Meyer wasn’t the only coach to take notice. Defensive coordinator Greg Schiano loved it. He even took time at the end of the game to show his appreciation for what White did. Without three starters in the Buckeye secondary, the safety stepped up when his team needed him the most. The Athletic’s Bill Landis summed up Schiano’s appreciation for White.
Schiano went player to player, high-fiving some and hugging others, but his demeanor changed a bit when he got to Brendon White. Schiano smiled, whispered something into White’s ear and kissed him on the head. It was an extra bit of affection from defensive coordinator to a player who had come out of nowhere to perhaps offer an answer to at least one of the questions surrounding Ohio State’s defense.
With a secondary already without two starters — cornerback Jeffrey Okudah (groin injury) and safety Isaiah Pryor (impingement of the shoulder) — going into Saturday, they needed someone to step up when Fuller was ejected. No one knew that it would be White, but he did just that. He played the best game an Ohio State safety has played all season.
“My time is ready, you know, we all prepare for this. You never know what’s gonna happen in any game,” White said. “You gotta face adversity and we faced it in the right way, in a positive manner and no one got worried and we just did our job and the rest took care of itself.”
“My goal out there wasn’t to try to make a play. It was to do my job and not do too much. If you do too much, try to be that superhero, then you make a mistake. I knew I had a specific role, that was to do my job at safety and trust the other players had my back.”
To make the performance even more special and emotional, during the game, Ohio State played a video raising awareness for ALS a disease more commonly known as Lou Gehrig’s disease, one that Brendon’s dad, William, is currently battling. The former Buckeye captain and NFL player was diagnosed with the life-changing disease in 2016.2 During the second half of Saturday’s win over the Cornhuskers, a video played in The Shoe raising awareness for White and his battle, a video that featured Meyer, Jim Tressel, Archie Griffin, Chris Spielman, one of William White’s doctors at Ohio State, and William himself.
Brendon was in the middle of playing an outstanding game for the Buckeyes during his first legitimate playing time and possibly locking up a starting nod going forward. Yet, when he looked up at the video board and saw his dad, it was a sobering moment.
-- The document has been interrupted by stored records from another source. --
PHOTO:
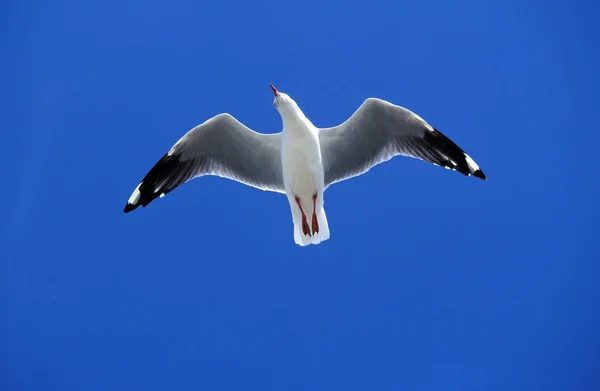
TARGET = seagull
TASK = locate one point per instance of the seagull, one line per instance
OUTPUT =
(301, 161)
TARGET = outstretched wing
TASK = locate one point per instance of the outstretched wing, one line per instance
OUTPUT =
(380, 130)
(221, 146)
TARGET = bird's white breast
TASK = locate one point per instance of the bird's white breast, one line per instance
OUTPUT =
(301, 160)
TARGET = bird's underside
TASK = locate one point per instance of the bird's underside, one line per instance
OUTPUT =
(376, 132)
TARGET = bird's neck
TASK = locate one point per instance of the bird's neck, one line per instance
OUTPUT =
(295, 122)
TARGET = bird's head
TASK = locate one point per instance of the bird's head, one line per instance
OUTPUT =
(284, 104)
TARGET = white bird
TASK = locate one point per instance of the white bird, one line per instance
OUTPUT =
(302, 160)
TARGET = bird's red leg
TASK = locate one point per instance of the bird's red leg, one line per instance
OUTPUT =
(305, 227)
(315, 223)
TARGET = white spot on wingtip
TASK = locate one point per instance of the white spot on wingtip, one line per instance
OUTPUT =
(471, 163)
(135, 196)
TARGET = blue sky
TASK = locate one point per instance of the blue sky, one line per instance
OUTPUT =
(430, 281)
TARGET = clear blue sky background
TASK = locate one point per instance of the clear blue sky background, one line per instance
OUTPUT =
(430, 281)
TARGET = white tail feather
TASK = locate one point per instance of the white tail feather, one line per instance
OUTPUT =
(321, 236)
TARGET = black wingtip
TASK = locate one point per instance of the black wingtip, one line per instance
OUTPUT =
(479, 174)
(129, 207)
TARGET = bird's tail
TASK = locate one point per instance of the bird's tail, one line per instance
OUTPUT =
(314, 237)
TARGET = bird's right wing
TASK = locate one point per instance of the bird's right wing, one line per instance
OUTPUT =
(221, 146)
(380, 130)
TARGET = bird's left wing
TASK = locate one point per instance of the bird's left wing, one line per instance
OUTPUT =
(221, 146)
(380, 130)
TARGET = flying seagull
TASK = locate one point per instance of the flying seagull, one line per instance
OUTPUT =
(302, 160)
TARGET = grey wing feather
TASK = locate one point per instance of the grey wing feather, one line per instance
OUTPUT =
(221, 146)
(380, 130)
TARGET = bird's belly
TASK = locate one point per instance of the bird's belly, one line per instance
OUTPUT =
(302, 168)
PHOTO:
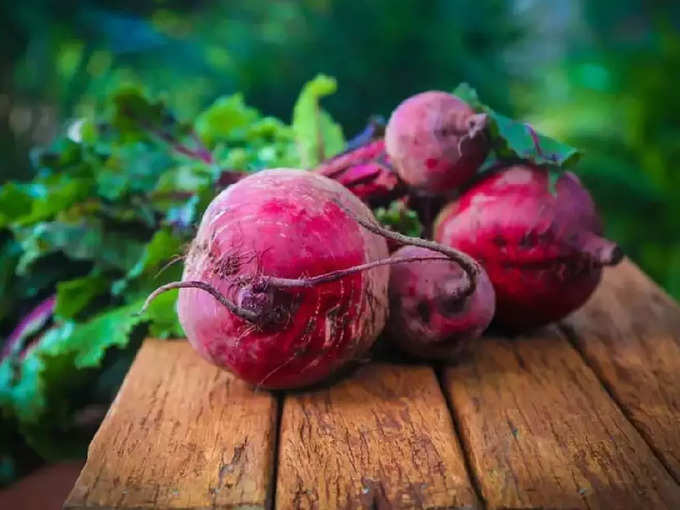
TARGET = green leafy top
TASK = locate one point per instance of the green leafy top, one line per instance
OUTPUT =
(398, 217)
(516, 140)
(114, 203)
“I didn’t want to tear up, but I got emotional about it,” Brendon White said. “That was pretty cool to see that. … He always tells me to stay positive about things. Something negative is always going to come up. … He tells me when your moment comes, go after that.”
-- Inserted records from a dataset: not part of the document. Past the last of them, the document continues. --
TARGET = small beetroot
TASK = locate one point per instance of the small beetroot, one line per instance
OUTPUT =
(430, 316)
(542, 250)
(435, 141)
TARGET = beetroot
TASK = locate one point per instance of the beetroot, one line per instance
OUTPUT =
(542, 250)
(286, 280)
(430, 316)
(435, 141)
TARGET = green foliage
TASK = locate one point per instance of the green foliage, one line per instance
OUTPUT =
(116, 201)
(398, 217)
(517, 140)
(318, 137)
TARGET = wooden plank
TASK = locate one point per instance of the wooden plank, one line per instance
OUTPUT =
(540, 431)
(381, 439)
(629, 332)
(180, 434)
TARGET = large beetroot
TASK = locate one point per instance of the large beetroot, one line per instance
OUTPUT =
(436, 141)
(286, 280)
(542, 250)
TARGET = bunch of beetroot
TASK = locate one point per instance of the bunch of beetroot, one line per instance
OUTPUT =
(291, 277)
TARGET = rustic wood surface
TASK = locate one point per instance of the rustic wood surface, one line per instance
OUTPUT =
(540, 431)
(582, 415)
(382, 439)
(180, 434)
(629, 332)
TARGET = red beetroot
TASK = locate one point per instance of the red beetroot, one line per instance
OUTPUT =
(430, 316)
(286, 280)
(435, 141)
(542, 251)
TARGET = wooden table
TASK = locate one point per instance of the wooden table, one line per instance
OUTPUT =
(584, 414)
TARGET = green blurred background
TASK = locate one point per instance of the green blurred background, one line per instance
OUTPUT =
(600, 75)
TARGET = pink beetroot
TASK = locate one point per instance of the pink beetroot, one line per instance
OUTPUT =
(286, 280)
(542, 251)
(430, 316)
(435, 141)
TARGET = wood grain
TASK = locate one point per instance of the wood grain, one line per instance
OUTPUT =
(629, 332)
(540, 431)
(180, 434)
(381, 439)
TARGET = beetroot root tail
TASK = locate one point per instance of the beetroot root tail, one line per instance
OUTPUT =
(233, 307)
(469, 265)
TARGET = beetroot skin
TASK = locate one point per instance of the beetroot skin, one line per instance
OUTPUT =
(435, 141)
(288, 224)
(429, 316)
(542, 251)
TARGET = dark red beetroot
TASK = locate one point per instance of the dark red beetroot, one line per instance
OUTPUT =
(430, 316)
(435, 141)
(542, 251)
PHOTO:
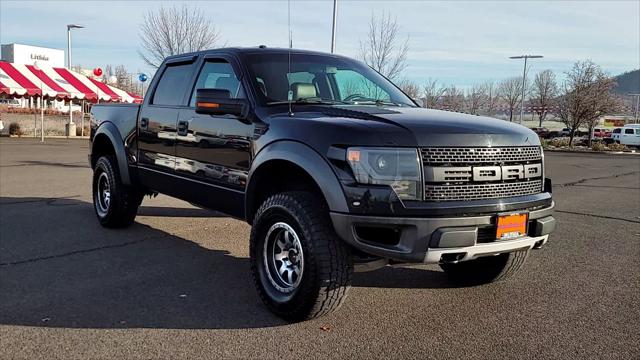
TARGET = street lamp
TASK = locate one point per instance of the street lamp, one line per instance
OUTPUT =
(69, 27)
(524, 75)
(637, 105)
(70, 127)
(36, 66)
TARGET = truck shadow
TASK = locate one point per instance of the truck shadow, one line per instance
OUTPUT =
(59, 268)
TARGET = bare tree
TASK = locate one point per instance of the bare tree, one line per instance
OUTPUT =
(510, 91)
(383, 50)
(171, 31)
(493, 98)
(410, 88)
(475, 99)
(586, 96)
(433, 93)
(545, 91)
(453, 99)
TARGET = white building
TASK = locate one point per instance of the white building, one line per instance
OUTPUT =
(27, 54)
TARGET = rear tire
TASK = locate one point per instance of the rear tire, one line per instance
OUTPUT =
(115, 204)
(486, 269)
(302, 270)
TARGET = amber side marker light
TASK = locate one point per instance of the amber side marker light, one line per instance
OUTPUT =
(208, 105)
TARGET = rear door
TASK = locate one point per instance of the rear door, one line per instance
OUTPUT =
(158, 122)
(214, 152)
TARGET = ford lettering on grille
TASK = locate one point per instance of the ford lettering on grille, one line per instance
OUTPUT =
(453, 174)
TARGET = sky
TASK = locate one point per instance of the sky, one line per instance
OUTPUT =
(455, 42)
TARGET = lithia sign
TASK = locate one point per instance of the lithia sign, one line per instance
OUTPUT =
(39, 57)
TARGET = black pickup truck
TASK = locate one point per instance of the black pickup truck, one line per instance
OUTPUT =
(335, 168)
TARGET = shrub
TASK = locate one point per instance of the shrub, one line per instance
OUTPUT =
(617, 147)
(79, 130)
(598, 146)
(14, 129)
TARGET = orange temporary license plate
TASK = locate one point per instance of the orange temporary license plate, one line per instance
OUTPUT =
(511, 226)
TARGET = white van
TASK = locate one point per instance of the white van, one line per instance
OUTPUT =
(630, 135)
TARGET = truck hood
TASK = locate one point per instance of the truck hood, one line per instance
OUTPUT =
(442, 128)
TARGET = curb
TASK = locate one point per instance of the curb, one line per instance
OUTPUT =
(590, 152)
(46, 137)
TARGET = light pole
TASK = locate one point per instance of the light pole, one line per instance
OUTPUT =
(70, 127)
(333, 28)
(637, 105)
(36, 65)
(524, 75)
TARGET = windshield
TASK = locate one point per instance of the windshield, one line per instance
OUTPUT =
(320, 79)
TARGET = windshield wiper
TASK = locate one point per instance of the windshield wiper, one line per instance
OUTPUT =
(309, 102)
(377, 102)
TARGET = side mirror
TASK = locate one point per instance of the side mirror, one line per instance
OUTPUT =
(219, 102)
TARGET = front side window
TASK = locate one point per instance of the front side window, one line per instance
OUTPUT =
(172, 85)
(218, 74)
(323, 79)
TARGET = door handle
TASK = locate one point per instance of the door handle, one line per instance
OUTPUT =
(183, 128)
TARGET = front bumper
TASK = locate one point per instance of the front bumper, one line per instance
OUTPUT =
(437, 239)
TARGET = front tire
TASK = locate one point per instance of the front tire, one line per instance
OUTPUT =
(302, 270)
(115, 204)
(486, 269)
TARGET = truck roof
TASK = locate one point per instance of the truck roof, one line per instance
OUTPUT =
(253, 50)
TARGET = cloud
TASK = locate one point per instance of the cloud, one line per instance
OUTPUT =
(460, 42)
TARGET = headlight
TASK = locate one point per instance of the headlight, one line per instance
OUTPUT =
(399, 168)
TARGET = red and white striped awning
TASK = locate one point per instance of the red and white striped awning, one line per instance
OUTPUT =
(60, 83)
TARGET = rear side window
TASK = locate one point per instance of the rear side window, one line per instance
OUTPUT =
(172, 85)
(218, 74)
He did just that and then some.
The starting safety spot alongside Fuller has been problematic all season. Shaun Wade couldn’t take advantage of the opportunity. Isaiah Pryor couldn’t seize the opportunity. Jahsen Wint couldn’t do it either. It was a position that was inconsistent and thin throughout the first nine games of the season. The coaching staff was looking for someone to step up. White did just that and then some. The Silver Bullets have had a number of problems all season, most of which can’t be answered by just one player. Poor safety play by the guy opposite of Fuller has been one of those problems. Then suddenly in the latter three quarters against Nebraska on Saturday, it went from a problem to one of Ohio State’s strengths. It was less than a game, but White proved that he could be the guy in the first legitimate playing time of his college career.